Plenty of people have told me I'm arrogant, self-centered, controlling, too serious, too weird and needy. People are scared of or deeply nourished by the intensity of my focus. It's never "ordinary." Either someone is hating me and so busy projecting other men on to me that they never even give me the time to correct three levels of assumption, one false perception based on another false perception based on another, or the people who are seeing my gifts are not seeing what it takes out of me physically to feel their pain enough to diagnose what's going on. The common-denominator in 95% of my human interactions is deep invisibility in a culture that does not want to see - that asks me impatiently or sometimes imploringly "Please don't make me think, feel or grasp deeply enough to see you. Just pretend you are a guy, or at least let me pretend that and don't argue with me and I won't attack you."
What this label allowed me to do at HAI was use the tool of "Burning shares" to start a narrative and invite humility.
"I am highly sensitive. I have Asperger's Syndrome. I do a lot of what I do to manage stimulation. I cant digest group energy well, but have space for deep one-on-one. Talk to me about it. Approach me if you want uncommon depth."

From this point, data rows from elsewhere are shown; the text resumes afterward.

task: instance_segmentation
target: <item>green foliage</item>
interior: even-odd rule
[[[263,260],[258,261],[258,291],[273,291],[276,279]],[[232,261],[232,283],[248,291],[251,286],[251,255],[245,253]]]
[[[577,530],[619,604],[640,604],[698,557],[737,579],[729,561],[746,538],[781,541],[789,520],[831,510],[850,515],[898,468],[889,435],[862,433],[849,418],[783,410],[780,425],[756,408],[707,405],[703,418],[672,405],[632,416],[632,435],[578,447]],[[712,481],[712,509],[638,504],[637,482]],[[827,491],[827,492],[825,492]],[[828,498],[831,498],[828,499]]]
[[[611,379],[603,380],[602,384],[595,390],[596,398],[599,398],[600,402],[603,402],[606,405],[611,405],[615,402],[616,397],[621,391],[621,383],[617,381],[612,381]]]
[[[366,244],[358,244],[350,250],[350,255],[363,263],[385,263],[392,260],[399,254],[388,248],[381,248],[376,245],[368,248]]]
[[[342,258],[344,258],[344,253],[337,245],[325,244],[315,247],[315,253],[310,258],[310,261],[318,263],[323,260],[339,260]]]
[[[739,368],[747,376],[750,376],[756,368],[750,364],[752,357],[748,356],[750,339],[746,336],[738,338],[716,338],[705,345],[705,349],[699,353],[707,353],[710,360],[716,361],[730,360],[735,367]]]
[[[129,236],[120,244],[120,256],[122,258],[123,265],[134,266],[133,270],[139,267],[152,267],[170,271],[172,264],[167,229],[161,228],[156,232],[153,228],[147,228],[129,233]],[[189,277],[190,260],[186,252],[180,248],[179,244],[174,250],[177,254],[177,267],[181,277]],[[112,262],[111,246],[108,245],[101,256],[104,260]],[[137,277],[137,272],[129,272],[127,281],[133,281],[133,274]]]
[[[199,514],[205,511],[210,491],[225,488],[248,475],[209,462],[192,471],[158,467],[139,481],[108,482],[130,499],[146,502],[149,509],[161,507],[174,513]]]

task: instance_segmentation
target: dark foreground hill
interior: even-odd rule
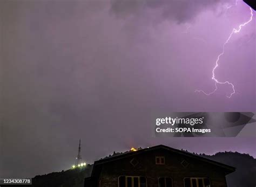
[[[256,160],[249,155],[225,152],[200,156],[237,168],[235,172],[227,176],[228,187],[255,186]],[[32,179],[33,186],[83,187],[84,178],[90,176],[92,167],[87,165],[83,168],[37,176]]]
[[[256,186],[256,159],[239,153],[218,153],[204,157],[235,167],[235,172],[226,176],[229,187]]]

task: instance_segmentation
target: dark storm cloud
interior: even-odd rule
[[[152,138],[154,112],[254,111],[256,106],[254,38],[242,40],[239,53],[233,44],[252,36],[253,24],[234,37],[218,72],[234,81],[239,94],[227,99],[225,87],[212,96],[194,93],[214,88],[215,58],[232,27],[247,19],[247,6],[239,3],[241,11],[219,18],[203,11],[217,5],[212,2],[188,14],[176,10],[183,3],[170,2],[0,1],[0,177],[69,168],[79,138],[89,163],[131,146],[160,143],[256,155],[253,138]],[[113,13],[139,16],[124,20]],[[145,23],[155,16],[160,24]],[[163,22],[191,18],[190,29]]]
[[[228,2],[220,0],[112,0],[111,10],[117,17],[125,17],[130,15],[138,16],[147,9],[156,9],[160,12],[164,20],[174,20],[181,23],[192,20],[203,10],[214,9],[219,4]]]

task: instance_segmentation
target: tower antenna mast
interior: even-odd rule
[[[78,154],[77,155],[77,160],[76,165],[78,165],[81,162],[82,156],[81,156],[81,139],[79,140],[79,147],[78,147]]]

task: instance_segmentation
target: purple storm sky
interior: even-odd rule
[[[256,138],[154,138],[151,114],[256,110],[255,18],[235,1],[0,1],[0,177],[33,177],[131,147],[256,157]]]

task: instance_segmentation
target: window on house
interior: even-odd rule
[[[118,187],[146,187],[147,181],[145,177],[119,176]]]
[[[187,177],[184,178],[185,187],[211,187],[210,180],[204,177]]]
[[[158,178],[159,187],[172,187],[172,179],[170,177],[159,177]]]
[[[165,158],[164,156],[156,156],[156,164],[165,164]]]

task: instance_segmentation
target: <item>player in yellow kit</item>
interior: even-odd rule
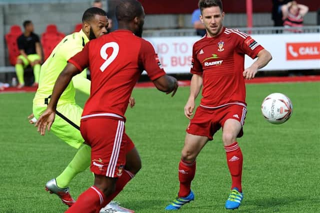
[[[106,33],[108,25],[106,13],[104,10],[90,8],[84,13],[82,29],[66,36],[54,49],[41,67],[39,87],[33,101],[32,111],[36,118],[38,118],[46,108],[56,81],[68,60],[80,51],[90,40]],[[76,89],[88,95],[90,87],[86,70],[72,78],[59,99],[57,107],[58,112],[52,127],[52,131],[56,135],[70,146],[78,149],[74,159],[62,173],[46,184],[47,191],[57,195],[68,206],[75,202],[69,193],[68,186],[70,182],[90,164],[90,148],[83,144],[84,140],[79,131],[82,109],[76,103],[74,99]],[[130,106],[134,104],[134,99],[130,99]],[[135,150],[128,154],[137,159],[134,165],[128,165],[136,174],[141,167],[138,155]]]

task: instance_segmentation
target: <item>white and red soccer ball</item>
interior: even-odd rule
[[[266,96],[261,105],[266,119],[272,124],[280,124],[288,121],[292,115],[291,101],[282,93],[272,93]]]

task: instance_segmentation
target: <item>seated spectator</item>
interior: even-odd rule
[[[192,13],[192,18],[191,22],[194,28],[196,29],[197,35],[204,36],[206,31],[204,24],[200,20],[200,15],[201,15],[201,11],[200,9],[196,9]]]
[[[100,9],[104,9],[104,5],[102,4],[102,0],[94,0],[92,3],[92,6],[93,6],[94,7],[98,7]],[[112,28],[112,20],[111,19],[111,18],[110,18],[110,16],[108,14],[108,22],[109,23],[109,24],[108,25],[108,26],[106,27],[106,29],[108,31],[109,31],[109,30],[111,29],[111,28]]]
[[[281,10],[283,14],[284,26],[287,27],[301,27],[304,25],[304,16],[308,12],[309,8],[293,1],[282,5]],[[290,31],[294,32],[302,31],[300,29]]]
[[[19,84],[18,88],[24,86],[24,69],[30,65],[34,69],[34,82],[36,86],[39,82],[40,64],[42,61],[42,49],[39,36],[34,33],[34,24],[30,20],[24,22],[24,32],[17,39],[20,55],[17,58],[16,72]]]

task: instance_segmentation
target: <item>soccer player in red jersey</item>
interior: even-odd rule
[[[140,38],[144,19],[141,3],[136,0],[122,0],[116,14],[119,29],[90,41],[68,60],[56,81],[46,110],[36,123],[42,135],[47,127],[50,130],[60,95],[72,76],[88,67],[90,97],[80,128],[92,148],[90,169],[94,173],[94,184],[68,213],[98,213],[132,178],[125,166],[134,162],[128,162],[131,158],[126,159],[126,153],[134,145],[125,132],[124,114],[143,70],[160,91],[172,92],[173,96],[178,87],[176,79],[166,74],[151,43]]]
[[[190,185],[196,159],[208,141],[222,128],[222,139],[231,177],[228,209],[238,208],[243,198],[242,155],[236,138],[243,135],[246,112],[244,79],[251,79],[272,59],[270,53],[250,36],[223,26],[224,13],[220,0],[200,0],[200,19],[206,34],[194,45],[190,95],[184,114],[190,120],[179,164],[178,198],[166,209],[176,210],[194,200]],[[244,55],[258,59],[244,69]],[[202,98],[194,117],[194,100],[203,85]]]

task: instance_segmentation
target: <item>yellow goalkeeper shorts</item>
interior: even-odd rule
[[[44,103],[44,104],[34,104],[32,111],[36,118],[39,118],[46,109],[46,107]],[[54,121],[50,129],[50,132],[76,149],[84,142],[80,128],[82,111],[80,106],[75,104],[65,103],[58,105]]]

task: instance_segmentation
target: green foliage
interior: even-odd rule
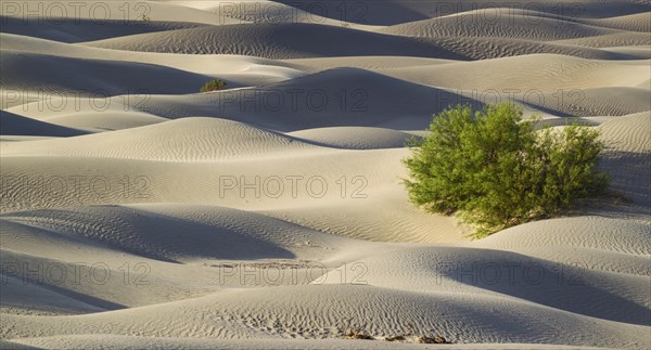
[[[573,124],[535,130],[511,103],[473,114],[457,106],[435,116],[431,133],[404,160],[412,203],[458,213],[477,228],[475,238],[520,223],[558,216],[576,199],[603,192],[596,171],[599,131]]]
[[[215,80],[210,80],[207,81],[206,83],[204,83],[203,87],[201,87],[201,92],[208,92],[208,91],[218,91],[218,90],[224,90],[226,89],[226,81],[221,80],[221,79],[215,79]]]

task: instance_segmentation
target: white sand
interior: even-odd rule
[[[648,3],[3,3],[0,347],[651,347]],[[405,142],[496,96],[599,128],[613,195],[474,242],[414,208]]]

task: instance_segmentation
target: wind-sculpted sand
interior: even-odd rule
[[[2,4],[0,347],[651,348],[648,2],[82,2]],[[507,99],[611,189],[471,241],[401,160]]]

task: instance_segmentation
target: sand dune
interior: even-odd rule
[[[152,21],[97,21],[97,20],[58,20],[44,22],[40,20],[25,21],[21,17],[3,18],[4,33],[36,37],[61,42],[82,42],[124,37],[143,33],[157,33],[174,29],[201,27],[200,24],[182,22]],[[84,28],[82,30],[79,30]]]
[[[342,40],[345,36],[346,40]],[[247,42],[242,46],[241,42]],[[315,46],[314,41],[324,46]],[[201,42],[201,44],[200,44]],[[357,42],[365,42],[361,47]],[[85,44],[129,51],[242,54],[267,59],[412,55],[463,59],[435,42],[317,24],[247,24],[142,34]]]
[[[616,30],[546,17],[545,13],[506,8],[409,22],[380,29],[379,33],[421,38],[496,37],[550,41],[614,34]]]
[[[9,72],[2,75],[2,88],[26,91],[55,91],[97,94],[189,93],[196,92],[209,76],[151,64],[79,60],[2,50],[0,57]],[[73,73],[73,74],[68,74]],[[137,73],[137,74],[136,74]],[[66,76],[62,78],[62,74]],[[174,83],[168,83],[168,81]],[[230,82],[230,81],[229,81]],[[102,105],[98,102],[101,109]]]
[[[648,3],[31,5],[0,18],[1,348],[651,348]],[[506,100],[598,128],[611,186],[471,241],[406,145]]]
[[[3,135],[75,137],[86,132],[1,111],[0,133]]]

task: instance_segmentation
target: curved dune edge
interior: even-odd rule
[[[651,348],[647,3],[245,2],[2,18],[0,348]],[[609,193],[480,241],[410,204],[495,96],[600,130]]]

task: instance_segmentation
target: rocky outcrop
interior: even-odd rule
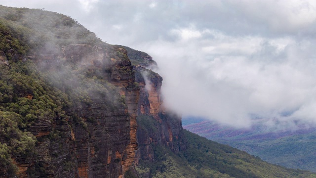
[[[134,69],[140,90],[137,118],[139,147],[136,164],[140,160],[155,161],[156,146],[166,146],[174,153],[184,150],[186,146],[181,142],[183,135],[181,117],[162,106],[160,90],[162,78],[140,65],[135,66]]]
[[[30,131],[38,140],[35,150],[39,154],[28,162],[16,160],[19,177],[122,178],[132,167],[137,149],[139,97],[126,50],[110,45],[73,44],[33,54],[29,58],[50,75],[66,72],[60,69],[67,64],[90,73],[102,71],[98,77],[112,84],[108,85],[115,91],[111,94],[118,100],[109,106],[103,91],[92,93],[89,102],[74,101],[66,110],[66,120],[47,118],[34,123]],[[67,94],[68,88],[76,89],[73,85],[55,86]],[[43,173],[39,174],[39,169]]]

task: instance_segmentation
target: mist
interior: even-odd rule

This is something that I started doing about 10 workshops into my 30 workshops and it made a huge difference. It's another reason I want HAI to teach sensitivity as a trait that is scientifically proven: It's real. Let's deal with it. 20% of the people at HAI are sensitives, and they are dealing with many of my challenges without having the tools. They come up to me after my burning share and say: "Me too. I wish I said that." Most of them don't want to take up space. A burning share requires someone who has articulating talent and is willing to get up in front of the room at the very moment they feel overwhelmed and draw attention to themselves. Most sensitives can't do that. Why don't we have a chapter in the introductory book to HAI that addresses the sensitive trait and lets sensitives learn how to cope with workshop intensity and also put an "S" on their name-tags so that people can be more sensitive to them without requiring everyone to do a burning share? I say "Asperger's syndrome" because this trait in it's high-functioning version carries both limitations and strengths. I have both, but many people like to box me into being either above them or beneath them - not complex.